# Transfer learning

In this lab we will make use of pretrained models in order to boost performance on smaller datasets. For this experiment, we will be working with an AlexNet model pretrained on the Imagenet dataset in order to get a good accuracy score on the Caltech 101 dataset.

### Prerequisites

1. In order to perform the experiments, please download in advance the Caltech 101 dataset from https://drive.google.com/file/d/137RyRjvTBkBiIfeYBNZBtViDHQ6_Ewsp/view
2. In the working directory please create a folder named 'dataset' and a subfolder named 'caltech101' within it. Extract the dataset in the subfolder. The overall folder structure should look as follows: dataset/caltech101/101_ObjectCategories.
3. Install the torchvision module using 'conda install torchvision' if you have not done so already.

In [1]:
from tqdm import tqdm
import numpy as np
import numpy.random as random
import torch
import torchvision
import warnings
import matplotlib.pyplot as plt
import typing as t
from torch import Tensor
from torch.utils.data import random_split
from torch.utils.data import DataLoader, Dataset
from torchvision.models import AlexNet_Weights


warnings.filterwarnings('ignore')
device = torch.device('cuda' if torch.cuda.is_available() else 'cpu')
seed = 42

torchvision.set_image_backend('PIL')
gen = torch.Generator()
gen.manual_seed(seed)
random.seed(seed)

Firstly, we will load the AlexNet model architecture using torchvision. All available models with their respective parameters can be found at: https://pytorch.org/vision/stable/models.html

In [2]:
model = torchvision.models.alexnet()

In the first run we will just load the model architecture, without the pretrained weights. We can visualize the model architecture as follows:

In [3]:
model

AlexNet(
  (features): Sequential(
    (0): Conv2d(3, 64, kernel_size=(11, 11), stride=(4, 4), padding=(2, 2))
    (1): ReLU(inplace=True)
    (2): MaxPool2d(kernel_size=3, stride=2, padding=0, dilation=1, ceil_mode=False)
    (3): Conv2d(64, 192, kernel_size=(5, 5), stride=(1, 1), padding=(2, 2))
    (4): ReLU(inplace=True)
    (5): MaxPool2d(kernel_size=3, stride=2, padding=0, dilation=1, ceil_mode=False)
    (6): Conv2d(192, 384, kernel_size=(3, 3), stride=(1, 1), padding=(1, 1))
    (7): ReLU(inplace=True)
    (8): Conv2d(384, 256, kernel_size=(3, 3), stride=(1, 1), padding=(1, 1))
    (9): ReLU(inplace=True)
    (10): Conv2d(256, 256, kernel_size=(3, 3), stride=(1, 1), padding=(1, 1))
    (11): ReLU(inplace=True)
    (12): MaxPool2d(kernel_size=3, stride=2, padding=0, dilation=1, ceil_mode=False)
  )
  (avgpool): AdaptiveAvgPool2d(output_size=(6, 6))
  (classifier): Sequential(
    (0): Dropout(p=0.5, inplace=False)
    (1): Linear(in_features=9216, out_features=4096, bias=True)
 

Next, we will load the Caltech 101 dataset and apply the neccesary transformations on it. Afterwards, we will split the dataset into train, validation and test.

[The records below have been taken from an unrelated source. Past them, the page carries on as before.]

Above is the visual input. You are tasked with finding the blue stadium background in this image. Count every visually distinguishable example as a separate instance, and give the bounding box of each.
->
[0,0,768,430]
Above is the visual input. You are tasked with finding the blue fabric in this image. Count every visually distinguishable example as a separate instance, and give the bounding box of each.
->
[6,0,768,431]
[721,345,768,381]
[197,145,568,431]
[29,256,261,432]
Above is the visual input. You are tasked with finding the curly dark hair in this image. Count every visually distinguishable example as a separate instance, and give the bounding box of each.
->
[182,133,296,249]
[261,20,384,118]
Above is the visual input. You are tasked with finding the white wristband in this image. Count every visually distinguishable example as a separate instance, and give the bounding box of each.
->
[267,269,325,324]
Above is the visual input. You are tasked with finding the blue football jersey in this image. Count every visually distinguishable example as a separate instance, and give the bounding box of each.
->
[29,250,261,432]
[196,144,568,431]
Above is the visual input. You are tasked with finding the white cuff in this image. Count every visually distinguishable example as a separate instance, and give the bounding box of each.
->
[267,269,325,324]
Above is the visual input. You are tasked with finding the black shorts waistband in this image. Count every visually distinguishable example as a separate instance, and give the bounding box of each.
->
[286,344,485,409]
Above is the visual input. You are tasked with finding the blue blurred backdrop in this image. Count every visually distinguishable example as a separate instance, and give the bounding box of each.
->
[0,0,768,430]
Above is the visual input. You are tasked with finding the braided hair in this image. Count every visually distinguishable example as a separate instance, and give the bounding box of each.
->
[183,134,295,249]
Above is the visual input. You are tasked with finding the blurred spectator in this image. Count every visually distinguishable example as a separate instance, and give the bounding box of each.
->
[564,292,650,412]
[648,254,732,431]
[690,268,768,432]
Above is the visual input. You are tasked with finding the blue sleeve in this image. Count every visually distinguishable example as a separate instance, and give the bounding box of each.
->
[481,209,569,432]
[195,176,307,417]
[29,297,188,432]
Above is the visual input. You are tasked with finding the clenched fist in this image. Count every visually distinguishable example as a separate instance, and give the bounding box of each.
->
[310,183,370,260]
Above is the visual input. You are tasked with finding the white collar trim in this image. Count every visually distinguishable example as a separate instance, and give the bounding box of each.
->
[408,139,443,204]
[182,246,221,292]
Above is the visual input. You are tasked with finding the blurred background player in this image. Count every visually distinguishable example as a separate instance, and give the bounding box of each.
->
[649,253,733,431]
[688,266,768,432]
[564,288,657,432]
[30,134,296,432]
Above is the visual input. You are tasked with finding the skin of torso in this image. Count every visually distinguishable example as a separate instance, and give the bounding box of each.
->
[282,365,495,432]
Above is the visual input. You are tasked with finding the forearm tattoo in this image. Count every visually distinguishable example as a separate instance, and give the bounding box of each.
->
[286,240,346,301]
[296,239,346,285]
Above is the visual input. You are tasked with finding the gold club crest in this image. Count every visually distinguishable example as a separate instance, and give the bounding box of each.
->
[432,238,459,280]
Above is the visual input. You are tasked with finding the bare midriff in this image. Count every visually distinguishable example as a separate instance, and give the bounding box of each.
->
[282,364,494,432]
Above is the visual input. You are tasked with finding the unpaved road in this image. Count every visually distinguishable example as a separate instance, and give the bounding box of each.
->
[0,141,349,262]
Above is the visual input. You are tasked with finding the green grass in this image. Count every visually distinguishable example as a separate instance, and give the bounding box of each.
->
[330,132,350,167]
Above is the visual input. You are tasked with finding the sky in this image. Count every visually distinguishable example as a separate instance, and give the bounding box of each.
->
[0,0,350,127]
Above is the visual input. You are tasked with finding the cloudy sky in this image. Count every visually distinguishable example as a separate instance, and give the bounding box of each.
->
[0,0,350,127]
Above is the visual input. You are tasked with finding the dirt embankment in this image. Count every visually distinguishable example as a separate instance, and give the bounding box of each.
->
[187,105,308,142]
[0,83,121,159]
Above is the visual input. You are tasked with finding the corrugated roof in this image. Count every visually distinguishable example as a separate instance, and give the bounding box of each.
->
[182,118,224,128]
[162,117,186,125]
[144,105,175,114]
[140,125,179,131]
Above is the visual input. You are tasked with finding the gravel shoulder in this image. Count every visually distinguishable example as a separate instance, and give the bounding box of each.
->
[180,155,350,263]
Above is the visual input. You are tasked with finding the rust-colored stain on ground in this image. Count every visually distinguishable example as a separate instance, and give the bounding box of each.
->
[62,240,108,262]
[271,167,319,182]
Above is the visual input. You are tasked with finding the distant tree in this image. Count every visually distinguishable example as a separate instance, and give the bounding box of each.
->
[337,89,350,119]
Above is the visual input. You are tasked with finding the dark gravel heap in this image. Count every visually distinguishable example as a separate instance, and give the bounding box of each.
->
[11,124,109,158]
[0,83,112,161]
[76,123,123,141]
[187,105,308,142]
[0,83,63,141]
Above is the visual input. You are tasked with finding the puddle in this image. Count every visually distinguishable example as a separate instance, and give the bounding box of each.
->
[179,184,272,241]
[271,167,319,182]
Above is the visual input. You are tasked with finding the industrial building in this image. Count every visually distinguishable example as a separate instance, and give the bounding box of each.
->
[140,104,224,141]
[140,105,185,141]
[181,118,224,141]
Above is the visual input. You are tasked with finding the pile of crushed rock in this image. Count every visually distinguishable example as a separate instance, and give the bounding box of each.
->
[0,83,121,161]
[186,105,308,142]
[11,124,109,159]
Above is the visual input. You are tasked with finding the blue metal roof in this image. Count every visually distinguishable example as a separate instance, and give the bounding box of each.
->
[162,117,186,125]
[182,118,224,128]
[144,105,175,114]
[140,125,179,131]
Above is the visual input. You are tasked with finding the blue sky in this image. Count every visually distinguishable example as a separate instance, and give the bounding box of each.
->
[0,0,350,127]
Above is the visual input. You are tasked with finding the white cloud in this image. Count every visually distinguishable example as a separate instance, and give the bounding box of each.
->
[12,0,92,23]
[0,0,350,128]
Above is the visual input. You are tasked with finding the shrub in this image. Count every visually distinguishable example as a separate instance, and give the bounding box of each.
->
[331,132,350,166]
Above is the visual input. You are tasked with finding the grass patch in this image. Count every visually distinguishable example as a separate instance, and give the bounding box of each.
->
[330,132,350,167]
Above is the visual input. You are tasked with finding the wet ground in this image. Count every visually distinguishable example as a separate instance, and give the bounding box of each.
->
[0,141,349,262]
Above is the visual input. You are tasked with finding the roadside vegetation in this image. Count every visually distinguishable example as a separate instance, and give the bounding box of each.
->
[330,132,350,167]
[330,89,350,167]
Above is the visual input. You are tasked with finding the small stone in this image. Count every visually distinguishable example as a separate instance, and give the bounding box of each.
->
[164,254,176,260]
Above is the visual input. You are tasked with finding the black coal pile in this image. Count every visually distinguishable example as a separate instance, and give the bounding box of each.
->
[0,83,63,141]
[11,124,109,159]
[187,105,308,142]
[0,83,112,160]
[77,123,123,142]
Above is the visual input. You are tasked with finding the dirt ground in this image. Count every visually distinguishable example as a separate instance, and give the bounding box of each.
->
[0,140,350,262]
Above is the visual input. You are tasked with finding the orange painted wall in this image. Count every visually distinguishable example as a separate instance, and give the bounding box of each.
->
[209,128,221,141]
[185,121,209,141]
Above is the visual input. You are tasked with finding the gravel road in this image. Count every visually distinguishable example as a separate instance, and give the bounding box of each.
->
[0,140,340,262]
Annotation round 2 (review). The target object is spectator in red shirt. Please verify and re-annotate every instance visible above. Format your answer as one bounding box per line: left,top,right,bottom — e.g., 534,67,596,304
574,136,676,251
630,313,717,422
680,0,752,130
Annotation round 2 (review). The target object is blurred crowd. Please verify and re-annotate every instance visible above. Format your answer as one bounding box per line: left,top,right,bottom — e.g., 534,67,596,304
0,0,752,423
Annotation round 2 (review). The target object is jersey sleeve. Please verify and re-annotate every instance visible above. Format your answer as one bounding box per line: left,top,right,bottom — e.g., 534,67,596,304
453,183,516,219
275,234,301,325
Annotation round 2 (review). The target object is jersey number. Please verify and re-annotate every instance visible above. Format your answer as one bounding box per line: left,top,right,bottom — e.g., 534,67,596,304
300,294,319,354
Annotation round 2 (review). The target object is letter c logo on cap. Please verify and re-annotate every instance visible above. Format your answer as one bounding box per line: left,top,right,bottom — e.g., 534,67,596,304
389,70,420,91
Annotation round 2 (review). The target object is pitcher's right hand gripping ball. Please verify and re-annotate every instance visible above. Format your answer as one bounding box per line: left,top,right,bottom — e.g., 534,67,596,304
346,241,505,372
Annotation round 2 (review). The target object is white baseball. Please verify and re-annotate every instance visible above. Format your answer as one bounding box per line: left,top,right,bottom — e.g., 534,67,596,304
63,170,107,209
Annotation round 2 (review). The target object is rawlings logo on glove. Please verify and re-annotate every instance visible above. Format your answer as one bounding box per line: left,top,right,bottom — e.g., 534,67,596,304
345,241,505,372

In this block of code, define the dataloaders for train, validation and test and try to iterate through the data. What happens? Try to fix the problem using a lambda transform: https://pytorch.org/vision/stable/transforms.html#generic-transforms

In [4]:
from torchvision.transforms.v2 import Compose, ToImage, ToDtype, Resize, Normalize, Lambda, Grayscale
from torchvision.models import AlexNet_Weights
from torchvision.transforms.v2 import Transform

# Use original transformations of AlexNet
weights = AlexNet_Weights.DEFAULT
preprocess: Transform = weights.transforms()
transform = Compose([
    ToImage(),
    ToDtype(dtype=torch.float32, scale=True),
    Resize((224, 224)),
    Lambda(lambda x: x.repeat(3, 1, 1) if x.shape[0] != 3 else x),
])


def collate_fn(batch):
    images = []
    labels = []
    for X, y in batch:
        images.append(transform(X))
        labels.append(y)
    return torch.stack(images), torch.tensor(labels)


# Preprocess the dataset using those transforms
dataset = torchvision.datasets.Caltech101('./dataset', download=True)

# Split datasets
batch_size = 16
n_samples = len(dataset)
train_ds, val_ds, test_ds = random_split(dataset, [0.8, 0.1, 0.1])

# Speedup settings
settings = {
    'batch_size': batch_size,
    'shuffle': True,
    'generator': gen,
    'collate_fn': collate_fn,
    'pin_memory': True,
    'pin_memory_device': device.type,
    'num_workers': 8,
    'prefetch_factor': 2
}

# Define dataloaders for train, validation and test
# Iterate through the dataloaders
train_dl = DataLoader(train_ds, **settings)
valid_dl = DataLoader(val_ds, **settings)
test_dl = DataLoader(test_ds, **settings)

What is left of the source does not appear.